Spanning 10 episodes, the series chronicles Rob's journey into her top 5 past heartbreaks in an effort to understand why her relationships never seem to work out. Supporting her in this quest are her best friends and employees Cherise (Da'Vine Joy Randolph) and Simon (David H. Holmes). When Rob isn't directly addressing the camera or reconnecting with past flames, she's probably making top 5 lists of the best songs for a particular moment or mood.
MY SAY: There's nothing inherently wrong with the notion of a "High Fidelity" TV series, even though the Stephen Frears movie starring John Cusack stands as a perfect adaptation of Hornby's work.
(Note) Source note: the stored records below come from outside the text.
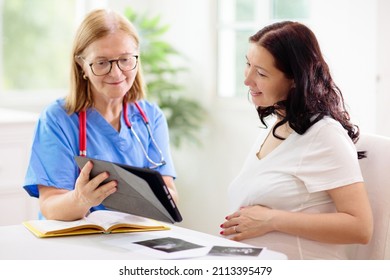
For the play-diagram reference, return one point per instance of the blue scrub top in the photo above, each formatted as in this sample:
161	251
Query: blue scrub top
56	142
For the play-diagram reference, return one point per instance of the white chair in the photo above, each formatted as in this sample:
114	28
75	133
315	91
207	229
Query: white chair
376	172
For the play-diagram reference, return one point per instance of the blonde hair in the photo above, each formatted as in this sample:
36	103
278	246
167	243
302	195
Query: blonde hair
96	25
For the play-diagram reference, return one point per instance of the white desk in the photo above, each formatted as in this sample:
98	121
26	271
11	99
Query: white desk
18	243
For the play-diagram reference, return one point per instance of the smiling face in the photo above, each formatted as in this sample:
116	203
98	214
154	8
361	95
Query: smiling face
115	84
267	84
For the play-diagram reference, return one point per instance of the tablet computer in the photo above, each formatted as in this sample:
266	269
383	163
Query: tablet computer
141	191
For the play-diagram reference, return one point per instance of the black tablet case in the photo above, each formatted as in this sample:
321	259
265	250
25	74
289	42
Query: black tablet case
141	191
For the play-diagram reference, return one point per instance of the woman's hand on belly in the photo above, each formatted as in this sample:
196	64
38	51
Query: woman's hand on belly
248	222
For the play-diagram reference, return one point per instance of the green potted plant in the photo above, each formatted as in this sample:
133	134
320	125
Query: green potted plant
184	115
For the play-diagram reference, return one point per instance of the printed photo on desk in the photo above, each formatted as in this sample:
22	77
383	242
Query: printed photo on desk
100	221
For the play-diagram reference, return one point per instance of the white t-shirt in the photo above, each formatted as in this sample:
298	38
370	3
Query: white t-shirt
294	177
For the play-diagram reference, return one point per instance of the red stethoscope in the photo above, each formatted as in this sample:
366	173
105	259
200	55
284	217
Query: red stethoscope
83	135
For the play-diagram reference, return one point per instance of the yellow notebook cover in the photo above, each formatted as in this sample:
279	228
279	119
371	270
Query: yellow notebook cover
101	221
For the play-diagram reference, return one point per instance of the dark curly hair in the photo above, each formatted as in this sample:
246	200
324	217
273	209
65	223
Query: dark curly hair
298	55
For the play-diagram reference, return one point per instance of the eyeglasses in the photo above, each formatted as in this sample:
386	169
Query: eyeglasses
103	67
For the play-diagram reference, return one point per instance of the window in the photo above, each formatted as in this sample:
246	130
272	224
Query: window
239	19
35	45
It would be unfair to expect the show's creators Veronica West and Sarah Kucserka to top that earlier effort. They're doing something fundamentally different here: Changing the protagonist's gender offers a rich opportunity to expand out from the terrain of the novel and the movie. The story of how pop culture obsession can serve as a crutch that distracts us from confronting our own inadequacies transcends white, straight men.
But this "High Fidelity" runs approximately five hours and rarely finds its own voice. It's mostly entangled in the glum fog that envelops the character and is so central to the material.
This is the story of a person who is sad pretty much consistently, driven to that state by the knowledge that her inability to commit to anything in life has doomed her to perpetual loneliness, and by her helplessness in changing that paradigm.
It is a heavy lift to sustain the interest of an audience for such a prolonged running time when the mood remains so one-note, so perpetually downcast, without much in the way of compelling drama to shake things up. There is simply not enough to this material to sustain the entire run of a TV season, and the writing seriously flails when it strives to beef things up by deviating into subplots involving characters that barely register.
Kravitz is a first-rate actor who mopes convincingly and handles the fourth wall breaking seamlessly. She is especially adept at evoking a genuine sense of the character's disbelief at her own self-destructiveness. When she's not on-screen, things drag even more severely.
Questlove produces the music and the series could genuinely serve as a tool for discovery in that area _ there's everything from Nina Simone to Funkadelic, Bad Brains and Blondie.
But there's something disappointingly inauthentic about the way the movie presents the gentrified New York music scene _ the characters seem to occupy a stylish sitcom vision of this world when some more grit is desperately needed.
BOTTOM LINE: The creators of this "High Fidelity" TV series fail to expand on the material to the point where 10 episodes can be sustained.